Even as the economic growth declined almost by a quarter (24% to be precise) in the first three months of the current financial year, the stock markets seem to remain unfazed as the Sensex rose from the 25,900 levels in March to above 39,100 as on 14 September. As many economists and analysts are befuddled by the 'mindless' bullish sentiment, Rana Gupta, senior portfolio manager, Asia (ex-Japan) Equity, Manulife Investment Management, tries to make sense of this run-up in the stock market in India.
"When we talk about the stock markets, we are talking mostly about the organised, formal corporate sectors. Whenever this kind of a disruption happens, the organised, formal corporates actually gain market share," says Singapore-based Gupta while talking to BusinessToday.In.
He further says that the first quarter numbers announced by the companies in India show drop in sales, but their profitability is still quite strong. That is because, he says, all those companies fearing the very worst, have cut into their cost -- they have cut advertisement spending, they have cut salaries and in cases they have reduced manpower. "Therefore, while the top line degrew by 25%, at least the universe that we track, operating profit degrew by only 15% during the quarter, which means operating profit fell much less," he says.
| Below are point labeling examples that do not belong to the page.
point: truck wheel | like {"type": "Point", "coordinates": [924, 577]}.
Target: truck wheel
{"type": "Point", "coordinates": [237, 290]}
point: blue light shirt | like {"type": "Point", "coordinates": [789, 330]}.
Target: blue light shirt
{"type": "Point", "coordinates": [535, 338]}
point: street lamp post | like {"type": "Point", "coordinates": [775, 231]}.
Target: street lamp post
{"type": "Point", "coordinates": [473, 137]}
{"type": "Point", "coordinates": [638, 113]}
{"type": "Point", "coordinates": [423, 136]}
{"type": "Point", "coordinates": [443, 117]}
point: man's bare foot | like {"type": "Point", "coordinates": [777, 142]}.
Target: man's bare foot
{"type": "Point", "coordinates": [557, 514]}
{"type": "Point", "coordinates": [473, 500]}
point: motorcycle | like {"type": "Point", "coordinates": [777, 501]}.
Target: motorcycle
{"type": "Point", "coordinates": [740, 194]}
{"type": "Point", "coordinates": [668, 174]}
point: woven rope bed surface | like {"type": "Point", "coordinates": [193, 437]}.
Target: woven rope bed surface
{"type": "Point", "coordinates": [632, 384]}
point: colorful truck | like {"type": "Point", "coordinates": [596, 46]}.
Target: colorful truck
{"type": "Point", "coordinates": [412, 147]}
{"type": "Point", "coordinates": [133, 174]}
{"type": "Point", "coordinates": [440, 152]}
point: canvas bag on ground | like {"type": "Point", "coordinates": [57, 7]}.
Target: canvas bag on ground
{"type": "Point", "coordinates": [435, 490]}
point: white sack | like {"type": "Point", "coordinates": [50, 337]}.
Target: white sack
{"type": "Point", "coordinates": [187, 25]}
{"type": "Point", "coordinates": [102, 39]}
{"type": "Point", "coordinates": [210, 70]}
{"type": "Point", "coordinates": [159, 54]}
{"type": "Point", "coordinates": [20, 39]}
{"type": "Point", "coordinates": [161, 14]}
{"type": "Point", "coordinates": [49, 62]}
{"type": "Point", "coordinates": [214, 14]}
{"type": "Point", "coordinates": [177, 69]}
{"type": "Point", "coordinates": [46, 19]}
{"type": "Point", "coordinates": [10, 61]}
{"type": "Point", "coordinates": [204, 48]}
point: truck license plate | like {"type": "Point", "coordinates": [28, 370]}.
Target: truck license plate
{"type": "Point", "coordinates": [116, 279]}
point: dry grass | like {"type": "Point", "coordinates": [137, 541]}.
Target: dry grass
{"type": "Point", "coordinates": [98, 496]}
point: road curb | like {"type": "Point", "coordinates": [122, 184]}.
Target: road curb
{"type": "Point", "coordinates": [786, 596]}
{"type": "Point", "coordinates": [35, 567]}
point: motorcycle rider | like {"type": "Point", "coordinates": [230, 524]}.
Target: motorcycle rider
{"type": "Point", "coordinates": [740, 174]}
He believes that now, as the recovery comes back, corporates will not give away all the cost benefits that they have achieved. "So even with an uneven recovery, I think corporate - especially the larger ones - will still be doing well," he comments. Rana Gupta, like many others, believes that the liquidity, both global and local, is playing a part in the way the market in moving. "Many of us thought that banks will be settled with very heavy credit cost and non-performing assets. Now, make no mistake, credit cost will still be high, but it will not be as debilitating as everyone expected earlier," he says.
He also sees another positive in the private sector banking space, and that is the fact that most of the major private banks have been able to raise capital, which gives confidence that they are prepared to take the shock, if any. Gupta further believes that well-capitalised banks, with abundant liquidity, can go out and lend once the pandemic is over. He also points out that the Indian (stock) market has a fair degree of exposure to the global markets.
"There are IT, pharma, and then there are fairly large numbers of auto ancillary and industrial companies, which cater to the global demand. I think the global economy particularly the US and Europe has, or rather hope, will recover sooner (than India) because of the fiscal stimulus and monetary stimulus that they are seeing. Therefore, these globally-oriented companies have been providing pretty decent outlook, and that part of the market is also holding up," he says.
Rana Gupta believes that the government's efforts in pushing formalisation, digitisation and manufacturing will stand the country in good stead when it comes to attracting FIIs and FDIs as and when the effect of pandemic starts waning.
"There is huge amount of fiscal and monetary stimulus flushing around. As and when the globally economy sees a bit of recovery, bond yields will move up. And when it happens, allocation happens to emerging markets, and within emerging markets, China and India are the only larger markets which can take this kind of allocation," he says. He further says that with US dollar weakening, chances of higher allocations to emerging markets increase.